The bedroom Shannon led me into at the front of the house was a glorified box room. She stepped around me, which wasn’t easy in small quarters, and turned the lock on her door before walking the four steps it took to reach her bed. Meanwhile, I stood like a tool in her tiny bedroom, not knowing what the hell I was supposed to do now.

The single bed pushed against the far side of the room took up the entire width of the wall. There was a bedside locker next to it, a chest of drawers shoved against the opposite wall, and not a lot else.

“It’s a small house for a family of eight,” Shannon acknowledged quietly, noticing my staring. She set her Coke down on her bedside locker and shrugged. “I’m the only girl so I get the box room.”

“It’s a nice room,” I replied as I walked over to her bed and sat down.

I was already in the danger zone. I might as well be comfortable.

“Don’t lie,” she said with a sad smile. “It’s a dump.”

“No,” I corrected. “It’s nice.”

I glanced around her tiny purple-painted bedroom, looking for a television set and came up empty. She didn’t have one. Didn’t have a stereo system, either.

But she had books. A lot of them.

“You weren’t messing when you said you liked to read,” I mused, eyeing several piles of neatly stacked books on her bedroom floor under the windowsill.

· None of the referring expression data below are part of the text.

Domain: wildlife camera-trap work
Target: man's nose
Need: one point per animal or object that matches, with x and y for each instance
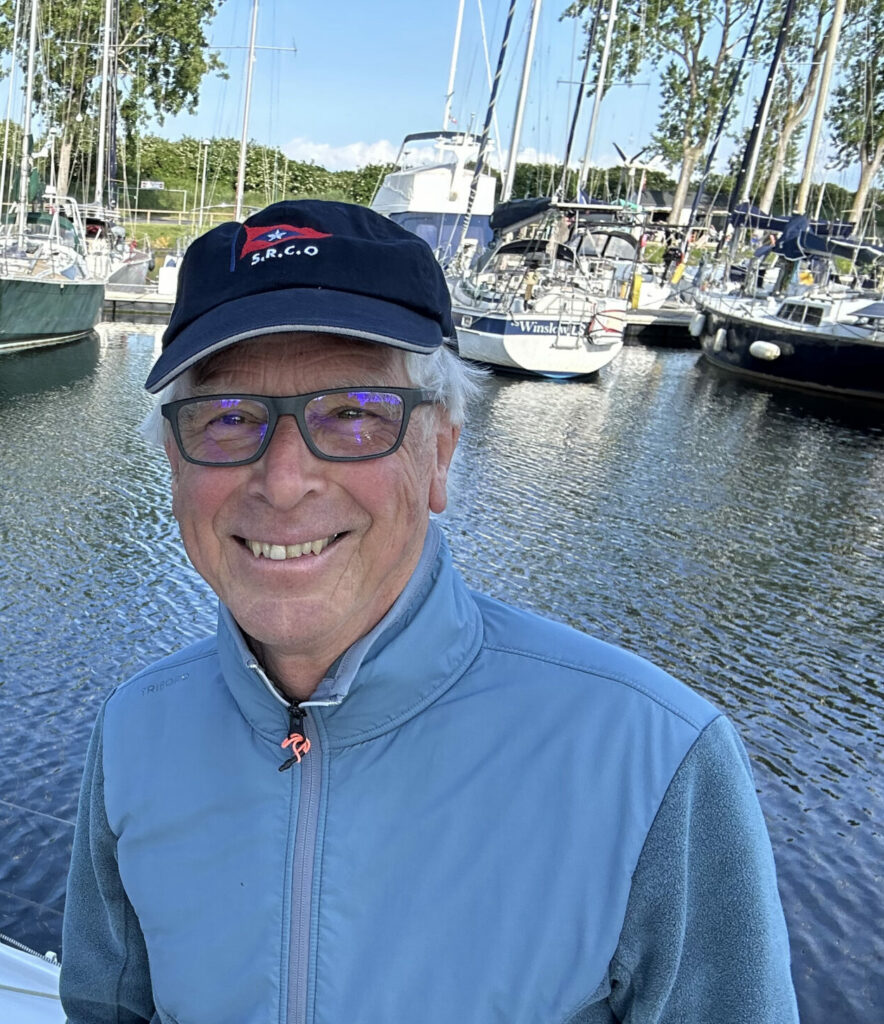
(288, 469)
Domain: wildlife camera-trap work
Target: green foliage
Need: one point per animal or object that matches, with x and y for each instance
(159, 60)
(269, 174)
(856, 108)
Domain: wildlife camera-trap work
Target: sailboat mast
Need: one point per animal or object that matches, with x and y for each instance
(746, 172)
(519, 108)
(25, 174)
(244, 140)
(479, 160)
(822, 98)
(12, 66)
(102, 107)
(599, 89)
(590, 43)
(455, 51)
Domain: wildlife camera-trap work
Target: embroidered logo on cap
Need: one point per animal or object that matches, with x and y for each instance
(276, 235)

Turning back to face her, I grinned. “Are you a little swot, Shannon Lynch?”

“Believe me, I wish I could call myself a swot,” she replied with a grimace. “I love to read but I’m not academically smart.”

I frowned at her in disbelief. “Bullshit.”

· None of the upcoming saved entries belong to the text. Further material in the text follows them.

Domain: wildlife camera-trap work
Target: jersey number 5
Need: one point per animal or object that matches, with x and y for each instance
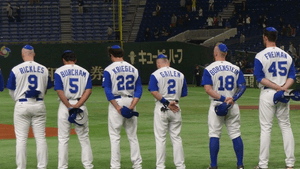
(282, 69)
(129, 82)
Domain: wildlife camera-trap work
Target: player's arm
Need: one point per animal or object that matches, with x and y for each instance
(58, 87)
(260, 76)
(106, 84)
(137, 93)
(11, 84)
(86, 94)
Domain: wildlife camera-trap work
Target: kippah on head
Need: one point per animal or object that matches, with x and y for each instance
(223, 47)
(116, 47)
(28, 47)
(68, 51)
(162, 56)
(271, 29)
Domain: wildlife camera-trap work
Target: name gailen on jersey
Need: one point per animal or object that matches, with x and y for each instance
(170, 74)
(31, 69)
(216, 69)
(72, 72)
(119, 69)
(275, 54)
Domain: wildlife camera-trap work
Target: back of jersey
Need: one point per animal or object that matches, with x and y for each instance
(73, 80)
(123, 77)
(223, 76)
(274, 64)
(170, 83)
(28, 76)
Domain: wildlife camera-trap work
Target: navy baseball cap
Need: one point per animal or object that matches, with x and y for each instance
(223, 47)
(271, 29)
(28, 47)
(162, 56)
(116, 47)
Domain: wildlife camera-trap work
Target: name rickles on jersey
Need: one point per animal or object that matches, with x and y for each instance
(219, 68)
(72, 72)
(31, 69)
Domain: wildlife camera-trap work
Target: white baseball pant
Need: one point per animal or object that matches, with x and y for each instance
(267, 110)
(64, 127)
(163, 122)
(231, 120)
(115, 123)
(32, 113)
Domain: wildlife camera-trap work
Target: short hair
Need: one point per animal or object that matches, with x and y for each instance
(69, 56)
(271, 35)
(119, 53)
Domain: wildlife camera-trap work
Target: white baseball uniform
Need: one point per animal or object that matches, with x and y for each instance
(171, 84)
(27, 78)
(224, 78)
(73, 80)
(121, 81)
(277, 66)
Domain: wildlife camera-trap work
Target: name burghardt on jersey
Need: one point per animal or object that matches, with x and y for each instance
(275, 54)
(219, 68)
(73, 72)
(31, 69)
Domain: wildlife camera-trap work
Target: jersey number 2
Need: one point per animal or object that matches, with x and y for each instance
(129, 82)
(229, 83)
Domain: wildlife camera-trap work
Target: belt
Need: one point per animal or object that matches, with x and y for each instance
(119, 96)
(25, 100)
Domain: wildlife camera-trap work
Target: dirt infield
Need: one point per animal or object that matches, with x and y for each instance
(7, 132)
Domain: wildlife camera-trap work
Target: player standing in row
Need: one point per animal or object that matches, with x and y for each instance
(73, 85)
(224, 82)
(167, 85)
(123, 89)
(1, 81)
(274, 70)
(27, 84)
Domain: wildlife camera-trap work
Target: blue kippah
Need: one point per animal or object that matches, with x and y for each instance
(162, 56)
(271, 29)
(116, 47)
(28, 47)
(223, 47)
(68, 51)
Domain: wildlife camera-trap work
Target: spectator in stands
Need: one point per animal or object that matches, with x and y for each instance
(80, 6)
(193, 5)
(173, 20)
(220, 22)
(109, 32)
(147, 34)
(182, 4)
(289, 30)
(156, 32)
(210, 22)
(211, 5)
(227, 24)
(248, 20)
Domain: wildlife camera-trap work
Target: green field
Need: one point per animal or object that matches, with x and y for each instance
(194, 134)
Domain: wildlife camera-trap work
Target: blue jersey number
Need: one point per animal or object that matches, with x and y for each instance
(74, 86)
(229, 83)
(129, 82)
(32, 80)
(171, 88)
(281, 66)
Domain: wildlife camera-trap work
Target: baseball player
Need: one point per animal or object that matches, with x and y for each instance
(1, 81)
(123, 88)
(224, 83)
(73, 85)
(27, 85)
(274, 70)
(167, 85)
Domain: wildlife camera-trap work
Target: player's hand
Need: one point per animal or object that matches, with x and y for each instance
(173, 107)
(229, 100)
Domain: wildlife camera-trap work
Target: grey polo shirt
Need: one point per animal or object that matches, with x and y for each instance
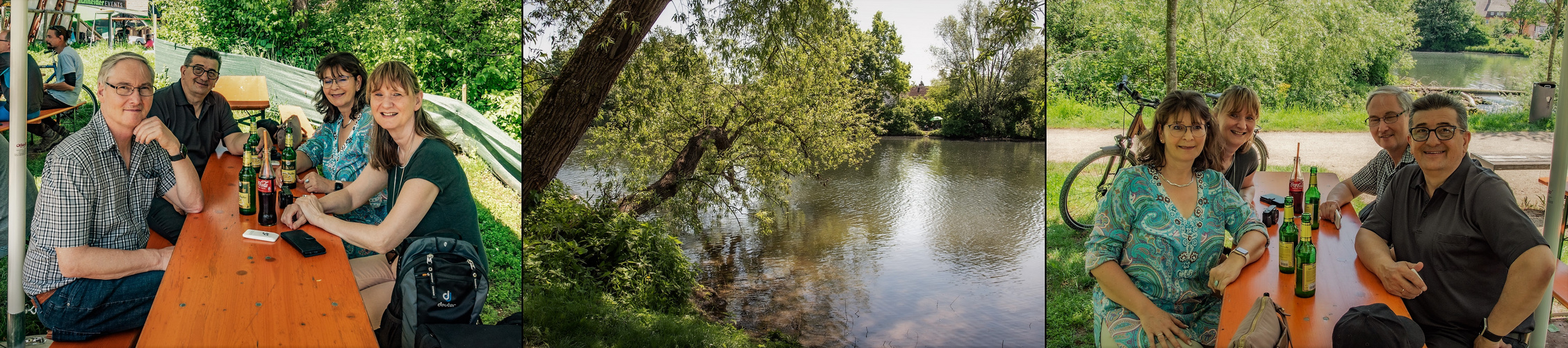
(90, 198)
(1465, 264)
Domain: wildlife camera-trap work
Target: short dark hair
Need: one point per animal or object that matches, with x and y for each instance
(204, 52)
(62, 32)
(348, 63)
(1177, 102)
(1440, 101)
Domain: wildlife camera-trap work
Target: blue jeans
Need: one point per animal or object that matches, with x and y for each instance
(90, 308)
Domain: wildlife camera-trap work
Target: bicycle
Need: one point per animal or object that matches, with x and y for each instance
(1079, 200)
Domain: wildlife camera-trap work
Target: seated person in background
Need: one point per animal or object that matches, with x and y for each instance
(62, 93)
(199, 120)
(1388, 115)
(1471, 267)
(35, 77)
(1158, 246)
(341, 152)
(418, 166)
(88, 270)
(1238, 125)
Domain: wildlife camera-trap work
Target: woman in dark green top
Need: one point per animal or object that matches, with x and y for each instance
(425, 185)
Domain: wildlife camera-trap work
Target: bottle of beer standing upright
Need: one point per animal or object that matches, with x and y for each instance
(289, 160)
(1305, 265)
(1288, 234)
(267, 196)
(248, 185)
(1313, 198)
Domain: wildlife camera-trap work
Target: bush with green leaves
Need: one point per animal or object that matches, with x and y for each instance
(1294, 52)
(570, 245)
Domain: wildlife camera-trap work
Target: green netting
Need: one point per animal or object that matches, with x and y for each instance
(291, 85)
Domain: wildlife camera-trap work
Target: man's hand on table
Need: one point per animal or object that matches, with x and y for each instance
(1227, 271)
(1400, 278)
(1483, 342)
(1330, 210)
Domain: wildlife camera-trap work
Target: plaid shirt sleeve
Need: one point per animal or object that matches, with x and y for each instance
(65, 204)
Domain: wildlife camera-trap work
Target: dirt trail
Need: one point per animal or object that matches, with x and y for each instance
(1337, 152)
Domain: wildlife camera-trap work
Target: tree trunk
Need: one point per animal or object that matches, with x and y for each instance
(574, 97)
(1170, 46)
(681, 168)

“No, I’m really not,” she replied, shaking her head. “I have to work so hard to keep up in my classes, and most of those are ordinary-level subjects.”

“What subjects give you the most trouble?” I asked, relaxing into the conversation.

This, I could handle.

Learning more about her fed the beast—and distracted the other beast.

“Business,” Shannon replied, scrunching her nose up at the thought. “And maths—I’m terrible with numbers.”

“Those are my best subjects,” I mused, scratching my jaw. “I’m taking business and accounting for the leaving cert next year.”